The Prodigal Son in Poetry
The Prodigal Son's Brother
By Steve Kowit
who'd been steadfast as small change all his life
forgave the one who bounced back like a bad check
the moment his father told him he ought to.
After all, that's what being good means.
In fact, it was he who hosted the party,
bought the crepes & champagne,
uncorked every bottle. With each drink
another toast to his brother: ex-swindler, hit-man
& rapist. By the end of the night
the entire village was blithering drunk
in an orgy of hugs & forgiveness,
while he himself,
whose one wish was to be loved as profusely,
slipped in & out of their houses,
stuffing into a satchel their brooches & rings
& bracelets & candelabra.
Then lit out at dawn with a light heart
for a port city he knew only by reputation:
ladies in lipstick hanging out of each window,
& every third door a saloon.
The Prodigal Son
By Rudyard Kipling
Here come I to my own again,
Fed, forgiven and known again,
Claimed by bone of my bone again
And cheered by flesh of my flesh.
The fatted calf is dressed for me,
But the husks have greater rest for me,
I think my pigs will be best for me,
So I'm off to the Yards afresh.
I never was very refined, you see,
(And it weighs on my brother's mind, you see)
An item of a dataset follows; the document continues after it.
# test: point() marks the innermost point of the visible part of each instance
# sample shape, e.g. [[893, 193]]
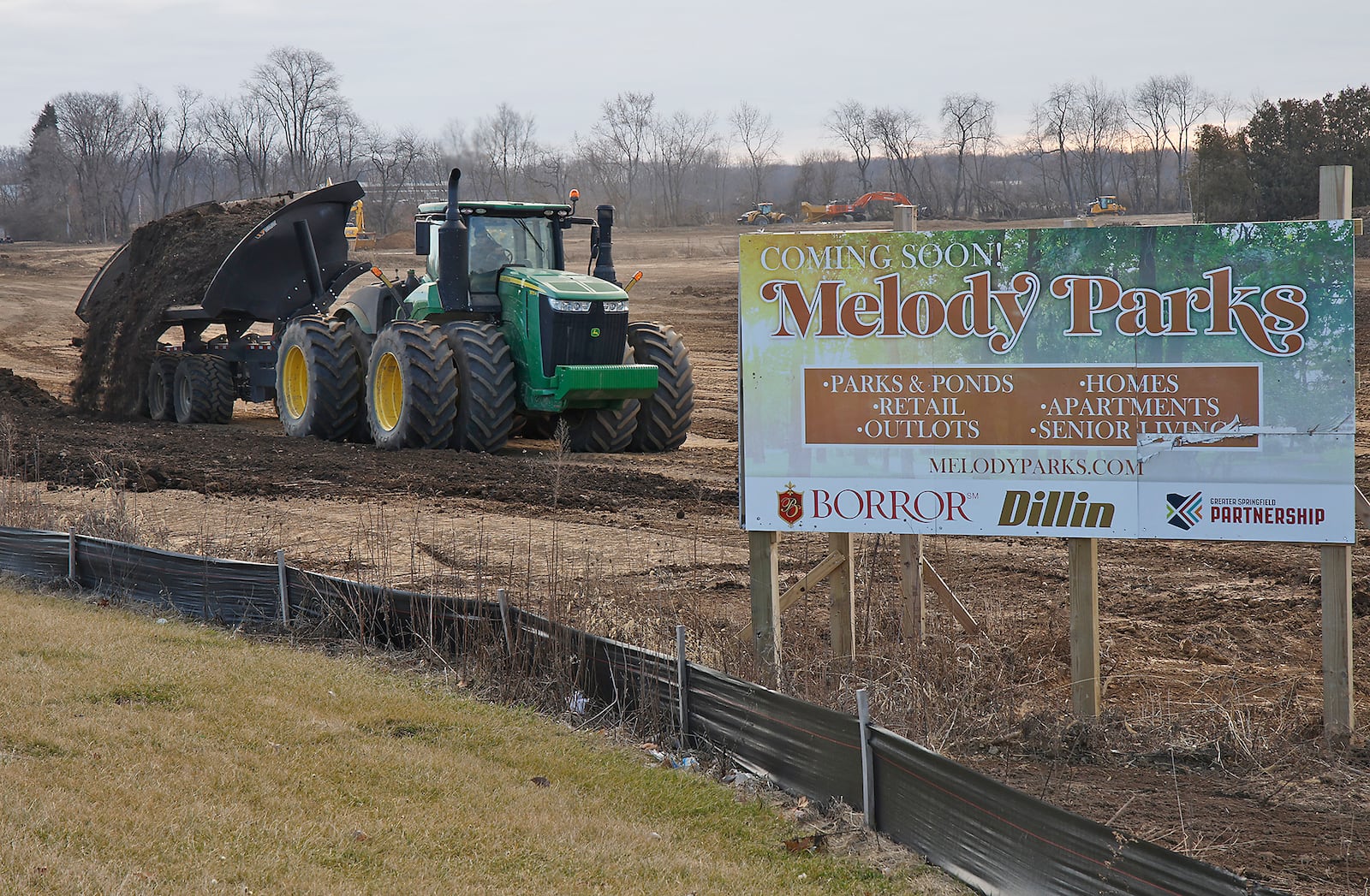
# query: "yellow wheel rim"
[[295, 383], [388, 392]]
But there's no reproach among swine, d'you see,
For being a bit of a swine.
So I'm off with wallet and staff to eat
The bread that is three parts chaff to wheat,
But glory be! - there's a laugh to it,
Which isn't the case when we dine.
My father glooms and advises me,
My brother sulks and despises me,
And Mother catechises me
Till I want to go out and swear.
And, in spite of the butler's gravity,
I know that the servants have it I
Am a monster of moral depravity,
And I'm damned if I think it's fair!
I wasted my substance, I know I did,
On riotous living, so I did,
But there's nothing on record to show I did
Worse than my betters have done.
They talk of the money I spent out there -
They hint at the pace that I went out there -
But they all forget I was sent out there
Alone as a rich man's son.
So I was a mark for plunder at once,
And lost my cash (can you wonder?) at once,
But I didn't give up and knock under at once,
I worked in the Yards, for a spell,
Where I spent my nights and my days with hogs.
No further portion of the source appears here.